The use of UAL for very large fat removal is also controversial. Since a moist environment is necessary for efficient conduction of acoustic energy into adipose tissue, injection of a wetting solution is required. The ratio of infused wetting solution to expected fat suction is 1:1.5-2, regardless of whether this results in tissue. Although it may be possible to achieve massive liposuction with minimal blood loss, the volumes of wetting solution required are associated with significant fluid shifts postoperatively.
The American Society of Plastic Surgeons (ASPS) recommends that outpatient lipoplasty be limited to 5000 mL of total suction, regardless of technique.
[14]
Complications
Early clinical series reported high rates of UAL-associated sera. These can be avoided by paying attention to technique, especially width adjustments and application duration. If seromas occur, they are usually treated with sequential suction and postoperative compression.
Skin burn is another complication that can be avoided by using skin protectors or cooling wraps. Some surgeons have found that skin pads are unnecessary since fluid oozes from the entry site and the cannula continues to move without putting pressure on the adjacent skin. A greater risk may be “end bumps” resulting from impaction of the tip of the cannula on the underlying skin surface, particularly with second-generation devices. Care must be taken to avoid skin ‘tenting’ by the tip of the cannula during ultrasound application.
A systematic approach is important, working either from the deep to the surface or vice versa.
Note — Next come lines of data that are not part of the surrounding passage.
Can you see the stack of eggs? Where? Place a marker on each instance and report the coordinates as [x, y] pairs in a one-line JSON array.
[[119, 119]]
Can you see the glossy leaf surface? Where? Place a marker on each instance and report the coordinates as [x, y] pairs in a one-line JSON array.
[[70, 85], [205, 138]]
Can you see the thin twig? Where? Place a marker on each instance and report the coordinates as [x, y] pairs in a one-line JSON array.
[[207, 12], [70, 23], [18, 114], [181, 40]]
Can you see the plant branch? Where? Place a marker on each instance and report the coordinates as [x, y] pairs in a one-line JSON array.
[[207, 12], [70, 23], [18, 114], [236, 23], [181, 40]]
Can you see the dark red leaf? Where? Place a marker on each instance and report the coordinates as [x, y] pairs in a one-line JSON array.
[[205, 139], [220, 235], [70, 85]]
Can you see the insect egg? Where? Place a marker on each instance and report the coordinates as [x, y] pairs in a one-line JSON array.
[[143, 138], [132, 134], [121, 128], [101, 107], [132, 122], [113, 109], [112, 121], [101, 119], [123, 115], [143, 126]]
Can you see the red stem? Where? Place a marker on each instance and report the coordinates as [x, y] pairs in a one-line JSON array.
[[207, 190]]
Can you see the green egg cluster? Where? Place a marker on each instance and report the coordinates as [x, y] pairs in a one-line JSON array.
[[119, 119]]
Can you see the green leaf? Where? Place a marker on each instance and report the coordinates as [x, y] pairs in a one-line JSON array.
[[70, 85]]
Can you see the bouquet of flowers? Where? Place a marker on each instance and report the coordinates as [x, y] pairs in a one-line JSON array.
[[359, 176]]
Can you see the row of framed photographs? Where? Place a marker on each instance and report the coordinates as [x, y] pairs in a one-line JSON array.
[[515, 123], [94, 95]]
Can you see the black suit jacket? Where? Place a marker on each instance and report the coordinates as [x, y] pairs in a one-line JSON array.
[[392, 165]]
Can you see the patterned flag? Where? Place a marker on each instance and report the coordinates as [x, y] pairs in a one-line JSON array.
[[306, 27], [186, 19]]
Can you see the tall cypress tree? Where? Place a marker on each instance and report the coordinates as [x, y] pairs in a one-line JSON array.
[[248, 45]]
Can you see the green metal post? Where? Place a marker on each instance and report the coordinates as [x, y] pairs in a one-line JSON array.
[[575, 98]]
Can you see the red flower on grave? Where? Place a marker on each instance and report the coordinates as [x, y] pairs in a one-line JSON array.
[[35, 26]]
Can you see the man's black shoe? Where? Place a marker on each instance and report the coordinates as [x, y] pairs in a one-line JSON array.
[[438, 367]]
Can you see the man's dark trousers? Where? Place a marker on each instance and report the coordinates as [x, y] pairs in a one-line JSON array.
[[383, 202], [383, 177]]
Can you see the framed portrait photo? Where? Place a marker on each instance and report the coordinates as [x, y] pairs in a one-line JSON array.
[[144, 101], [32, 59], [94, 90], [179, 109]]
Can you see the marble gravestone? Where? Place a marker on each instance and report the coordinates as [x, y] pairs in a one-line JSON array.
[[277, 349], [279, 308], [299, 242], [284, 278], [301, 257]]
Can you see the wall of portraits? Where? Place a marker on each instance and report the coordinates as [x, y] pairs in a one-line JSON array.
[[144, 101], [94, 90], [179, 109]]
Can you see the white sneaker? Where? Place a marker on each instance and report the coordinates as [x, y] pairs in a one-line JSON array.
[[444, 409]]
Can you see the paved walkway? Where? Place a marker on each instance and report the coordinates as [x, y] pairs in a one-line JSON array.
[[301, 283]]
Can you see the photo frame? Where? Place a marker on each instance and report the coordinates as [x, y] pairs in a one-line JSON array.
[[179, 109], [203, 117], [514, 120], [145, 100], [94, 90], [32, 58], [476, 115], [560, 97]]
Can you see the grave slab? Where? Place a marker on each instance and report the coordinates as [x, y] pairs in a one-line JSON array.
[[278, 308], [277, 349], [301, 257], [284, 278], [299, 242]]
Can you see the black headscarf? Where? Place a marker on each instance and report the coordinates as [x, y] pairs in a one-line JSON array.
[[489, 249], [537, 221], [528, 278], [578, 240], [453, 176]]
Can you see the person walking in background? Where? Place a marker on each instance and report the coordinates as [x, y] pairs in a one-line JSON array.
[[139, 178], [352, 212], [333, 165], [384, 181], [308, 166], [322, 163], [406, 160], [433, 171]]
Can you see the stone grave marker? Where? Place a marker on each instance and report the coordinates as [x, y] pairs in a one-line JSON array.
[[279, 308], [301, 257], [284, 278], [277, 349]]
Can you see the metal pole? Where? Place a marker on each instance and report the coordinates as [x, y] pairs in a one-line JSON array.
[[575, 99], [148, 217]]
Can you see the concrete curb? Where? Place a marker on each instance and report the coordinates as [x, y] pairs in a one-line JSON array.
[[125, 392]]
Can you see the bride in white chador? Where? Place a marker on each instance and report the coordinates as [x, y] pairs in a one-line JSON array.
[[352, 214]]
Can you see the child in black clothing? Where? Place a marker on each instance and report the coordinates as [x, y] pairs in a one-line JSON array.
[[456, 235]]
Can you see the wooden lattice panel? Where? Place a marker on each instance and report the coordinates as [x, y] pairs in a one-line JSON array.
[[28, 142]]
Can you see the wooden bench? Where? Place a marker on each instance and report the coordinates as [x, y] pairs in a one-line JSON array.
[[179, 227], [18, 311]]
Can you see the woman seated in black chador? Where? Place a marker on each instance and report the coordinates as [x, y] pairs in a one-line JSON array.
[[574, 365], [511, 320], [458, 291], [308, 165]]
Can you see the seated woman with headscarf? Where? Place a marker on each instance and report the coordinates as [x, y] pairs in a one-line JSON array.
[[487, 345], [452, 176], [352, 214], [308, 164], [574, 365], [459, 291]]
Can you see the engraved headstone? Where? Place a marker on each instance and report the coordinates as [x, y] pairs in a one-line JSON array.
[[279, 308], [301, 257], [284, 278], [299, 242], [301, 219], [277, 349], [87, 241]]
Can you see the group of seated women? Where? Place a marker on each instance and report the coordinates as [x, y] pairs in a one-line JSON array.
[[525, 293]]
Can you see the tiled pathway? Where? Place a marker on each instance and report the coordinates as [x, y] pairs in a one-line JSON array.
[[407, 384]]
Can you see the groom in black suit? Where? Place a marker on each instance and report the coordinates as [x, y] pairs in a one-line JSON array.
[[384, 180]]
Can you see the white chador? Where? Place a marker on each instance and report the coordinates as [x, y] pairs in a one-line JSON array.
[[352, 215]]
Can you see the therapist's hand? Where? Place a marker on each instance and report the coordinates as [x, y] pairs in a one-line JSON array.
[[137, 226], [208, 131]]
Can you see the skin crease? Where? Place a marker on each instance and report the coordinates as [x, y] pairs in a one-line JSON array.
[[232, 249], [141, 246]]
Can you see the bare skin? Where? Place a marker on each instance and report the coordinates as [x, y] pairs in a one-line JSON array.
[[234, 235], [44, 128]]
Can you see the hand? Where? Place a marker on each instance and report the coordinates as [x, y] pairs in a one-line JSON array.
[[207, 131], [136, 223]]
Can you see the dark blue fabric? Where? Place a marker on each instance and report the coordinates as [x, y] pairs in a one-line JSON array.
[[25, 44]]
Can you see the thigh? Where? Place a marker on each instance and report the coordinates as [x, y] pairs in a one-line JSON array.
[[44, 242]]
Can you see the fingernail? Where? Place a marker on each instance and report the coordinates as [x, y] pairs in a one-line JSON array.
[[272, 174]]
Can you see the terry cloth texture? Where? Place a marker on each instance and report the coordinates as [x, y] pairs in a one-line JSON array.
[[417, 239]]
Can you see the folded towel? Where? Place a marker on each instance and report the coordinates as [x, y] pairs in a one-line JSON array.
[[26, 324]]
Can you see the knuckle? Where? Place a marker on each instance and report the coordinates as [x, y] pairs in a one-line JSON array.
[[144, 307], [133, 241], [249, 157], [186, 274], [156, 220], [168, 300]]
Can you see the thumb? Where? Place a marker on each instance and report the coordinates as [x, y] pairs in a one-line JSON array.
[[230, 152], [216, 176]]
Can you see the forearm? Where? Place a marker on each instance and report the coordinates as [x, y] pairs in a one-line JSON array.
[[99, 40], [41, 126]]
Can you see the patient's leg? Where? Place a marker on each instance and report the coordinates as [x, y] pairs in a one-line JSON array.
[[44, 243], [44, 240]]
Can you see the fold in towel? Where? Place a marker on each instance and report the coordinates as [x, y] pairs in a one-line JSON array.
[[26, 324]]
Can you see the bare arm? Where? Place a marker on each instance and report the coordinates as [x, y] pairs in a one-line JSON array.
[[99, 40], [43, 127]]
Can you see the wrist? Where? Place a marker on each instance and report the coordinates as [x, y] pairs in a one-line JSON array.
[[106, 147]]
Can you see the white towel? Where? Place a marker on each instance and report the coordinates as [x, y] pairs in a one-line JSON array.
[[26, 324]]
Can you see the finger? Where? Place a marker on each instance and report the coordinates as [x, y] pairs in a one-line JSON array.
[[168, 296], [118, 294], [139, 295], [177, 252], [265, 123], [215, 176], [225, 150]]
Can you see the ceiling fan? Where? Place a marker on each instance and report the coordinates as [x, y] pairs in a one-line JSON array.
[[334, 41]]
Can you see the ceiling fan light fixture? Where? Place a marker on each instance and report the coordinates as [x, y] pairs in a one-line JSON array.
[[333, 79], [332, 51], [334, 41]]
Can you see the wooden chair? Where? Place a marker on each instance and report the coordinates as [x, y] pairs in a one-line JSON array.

Superficial application of UAL may be associated with a higher risk of skin burns, seromas, and uneven skin contraction.
Perform final contouring after reaching an ultrasonic endpoint. This stage is done with standard cannulae and separate incisions can be used for “fine tuning” with microcannulas if needed. The overall end point for the lipoplasty procedure is determined by satisfactory contour and not by markers for discontinuing the ultrasound segment. Because of the extensive fragmentation of adipocytes in the emulsion, aspiration is not suitable for reimplantation.